A ce stade, il ne s'agit que d'expérimentations, mais le coup d'envoi est donné ! Drones sous-marins, robots collecteurs… Une horde de technologies sont développées puis déployées dans les grands fonds marins afin de détecter et d'extraire des métaux stratégiques.
Cobalt, nickel ou encore manganèse… Ces minerais sont devenus incontournables pour la fabrication de moult appareils électroniques : des industries entières en sont dépendantes. Tous sont actuellement extraits dans des mines à la surface de la Terre. Mais des quantités substantielles regorgeraient également dans les fonds océaniques.
A plusieurs milliers de mètres de profondeur, ils sont concentrés sous forme de cheminées hydrothermales, d'encroûtements cobaltifères et surtout… de nodules polymétalliques. D'une dizaine de centimètres au plus, ces derniers tapissent les fonds océaniques sous forme de galets qu'il suffirait, en théorie, d'aspirer et de remonter à la surface.
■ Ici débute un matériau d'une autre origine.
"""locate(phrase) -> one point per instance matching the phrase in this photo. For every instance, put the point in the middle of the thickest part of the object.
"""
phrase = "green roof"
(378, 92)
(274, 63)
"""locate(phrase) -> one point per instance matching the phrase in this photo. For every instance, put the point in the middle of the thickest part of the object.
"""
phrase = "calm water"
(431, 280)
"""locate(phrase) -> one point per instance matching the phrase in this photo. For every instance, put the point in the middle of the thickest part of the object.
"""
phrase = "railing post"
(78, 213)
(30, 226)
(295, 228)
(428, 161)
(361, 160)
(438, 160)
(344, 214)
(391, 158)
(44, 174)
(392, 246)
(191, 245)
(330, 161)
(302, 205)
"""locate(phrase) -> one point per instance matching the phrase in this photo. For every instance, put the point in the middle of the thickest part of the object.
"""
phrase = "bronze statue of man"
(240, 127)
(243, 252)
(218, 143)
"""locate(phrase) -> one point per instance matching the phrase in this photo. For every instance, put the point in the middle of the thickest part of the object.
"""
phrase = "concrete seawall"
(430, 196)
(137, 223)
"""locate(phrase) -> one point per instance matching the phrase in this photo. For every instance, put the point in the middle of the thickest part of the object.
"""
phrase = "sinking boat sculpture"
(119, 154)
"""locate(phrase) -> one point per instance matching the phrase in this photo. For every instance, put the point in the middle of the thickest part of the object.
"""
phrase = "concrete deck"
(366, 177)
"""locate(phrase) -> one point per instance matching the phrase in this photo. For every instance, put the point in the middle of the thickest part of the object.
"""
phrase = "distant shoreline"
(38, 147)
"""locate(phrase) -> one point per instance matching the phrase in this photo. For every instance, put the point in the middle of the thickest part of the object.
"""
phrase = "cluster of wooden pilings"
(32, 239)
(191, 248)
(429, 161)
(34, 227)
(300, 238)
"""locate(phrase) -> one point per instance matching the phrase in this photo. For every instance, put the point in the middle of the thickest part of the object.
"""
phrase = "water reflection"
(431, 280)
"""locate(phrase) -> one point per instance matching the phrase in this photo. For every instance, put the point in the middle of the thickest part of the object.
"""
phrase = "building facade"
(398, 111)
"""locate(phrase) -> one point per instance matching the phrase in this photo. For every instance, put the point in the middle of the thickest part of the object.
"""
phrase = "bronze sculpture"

États et entreprises dans la course
Dans le Pacifique, la zone de Clarion-Clipperton concentre toutes les attentions : plus de 21 milliards de tonnes sèches y reposeraient, selon l'Institut d'études géologiques des États-Unis. Du cobalt et du nickel s'y dissimuleraient ainsi à foison : davantage que dans l'ensemble des mines terrestres, selon des estimations.
Un « nouveau Far West » à conquérir aux yeux de plusieurs entreprises. En 2021, un groupe belge y a démontré la faisabilité technique d'une récupération de nodules, par 4.500 mètres de fond. L'année suivante, une firme canadienne a prélevé à son tour 14 tonnes grâce à un robot collecteur.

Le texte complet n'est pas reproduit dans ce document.